Reporters Sans Frontières (www.rsf.org)
Communiqué de presse
CAMEROUN
Les journalistes ne sont pas des agents de renseignement
Deux journalistes camerounais ont été convoqués devant le tribunal militaire de Yaoundé le 28 octobre. Il leur est reproché de n’avoir pas dénoncé un projet de déstabilisation de l’Etat.
Le 28 octobre au matin, Félix Cyriaque Ebole Bola et Rodrigue Tongue, respectivement journalistes pour les quotidiensMutations et Le Messager, ont comparu devant le tribunal militaire de Yaoundé. A l’issue de l’audience, les deux journalistes ont été inculpés de « non dénonciation » de faits susceptibles d’atteindre à la sureté de l’Etat. Baba Wamé, un ancien journaliste actuellement professeur, est soumis aux mêmes accusations.
« Cette inculpation est très inquiétante pour la liberté de l’information au Cameroun, déclare Cléa Kahn-Sriber, responsable du bureau Afrique de Reporters sans frontières. Les journalistes n’ont pas à être des collaborateurs des agents de sécurité de l’Etat. Au contraire, ils se doivent de maintenir leur indépendance vis-à-vis du pouvoir s’ils veulent continuer à exercer. Leur demander de se transformer en informateurs des autorités, c’est tuer l’essence même de la profession journalistique. Nous demandons au tribunal militaire d’abandonner les charges qui pèsent contre les deux journalistes. »

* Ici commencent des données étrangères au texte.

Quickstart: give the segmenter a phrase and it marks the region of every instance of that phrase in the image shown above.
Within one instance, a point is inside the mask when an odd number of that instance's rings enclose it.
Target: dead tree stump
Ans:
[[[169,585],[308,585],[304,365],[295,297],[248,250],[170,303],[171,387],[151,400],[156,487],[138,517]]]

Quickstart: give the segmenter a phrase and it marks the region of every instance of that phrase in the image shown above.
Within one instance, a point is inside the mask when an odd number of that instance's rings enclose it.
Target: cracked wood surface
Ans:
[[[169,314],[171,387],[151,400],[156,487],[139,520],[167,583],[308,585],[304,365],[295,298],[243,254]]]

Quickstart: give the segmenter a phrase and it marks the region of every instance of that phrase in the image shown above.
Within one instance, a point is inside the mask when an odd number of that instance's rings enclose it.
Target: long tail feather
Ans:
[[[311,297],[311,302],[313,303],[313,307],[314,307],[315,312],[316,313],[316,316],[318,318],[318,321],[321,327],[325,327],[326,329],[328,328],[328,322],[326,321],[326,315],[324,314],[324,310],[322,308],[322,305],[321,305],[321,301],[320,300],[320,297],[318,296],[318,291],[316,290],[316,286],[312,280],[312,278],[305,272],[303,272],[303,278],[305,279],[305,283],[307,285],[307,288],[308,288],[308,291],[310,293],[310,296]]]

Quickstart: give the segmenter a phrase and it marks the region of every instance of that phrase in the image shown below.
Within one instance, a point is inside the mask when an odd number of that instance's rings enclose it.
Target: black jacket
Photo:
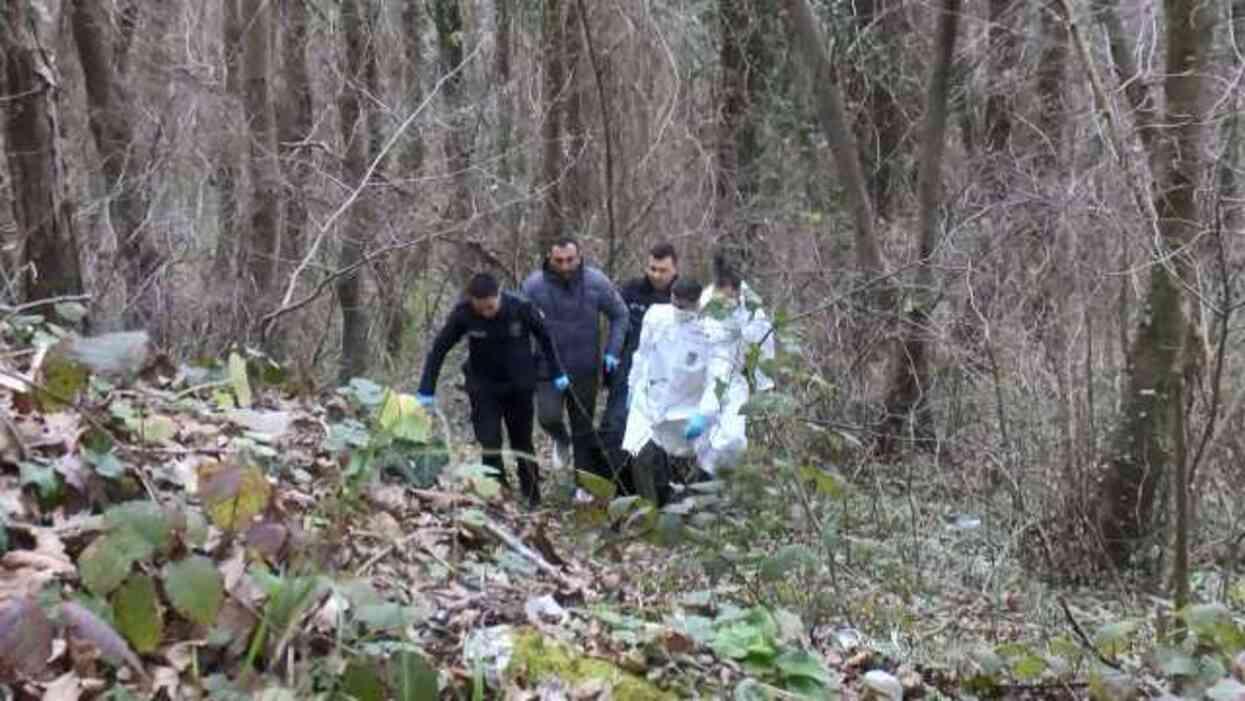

Leurs confrères journalistes, venus nombreux pour les soutenir, ont été expulsés de la salle d’audience mais se sont néanmoins réunis devant le tribunal pour manifester leur indignation. Placés sous contrôle judiciaire, les journalistes comparaîtront libres, mais doivent pointer au tribunal une fois par semaine, ne peuvent s’éloigner de Yaoundé, ni s’exprimer publiquement sur l’affaire.
Tout a commencé lorsque Félix Cyriaque Ebole Bola et Rodrigue Tongue ont été informés de la présence d’un cadre militaire rebelle centrafricain à la frontière du Cameroun, qui disposerait d’informations sécuritaires sur le pays. Selon la rédaction de Mutations, jointe par RSF, Félix Cyriaque Ebole Bola a alors écrit au Délégué général à la Sûreté nationale faisant état de ces nouvelles et demandant confirmation. En guise de réponse, le journaliste a reçu un appel de la police pour lui demander de partager les informations dont il disposait et de les tenir au courant s’il en obtenait davantage.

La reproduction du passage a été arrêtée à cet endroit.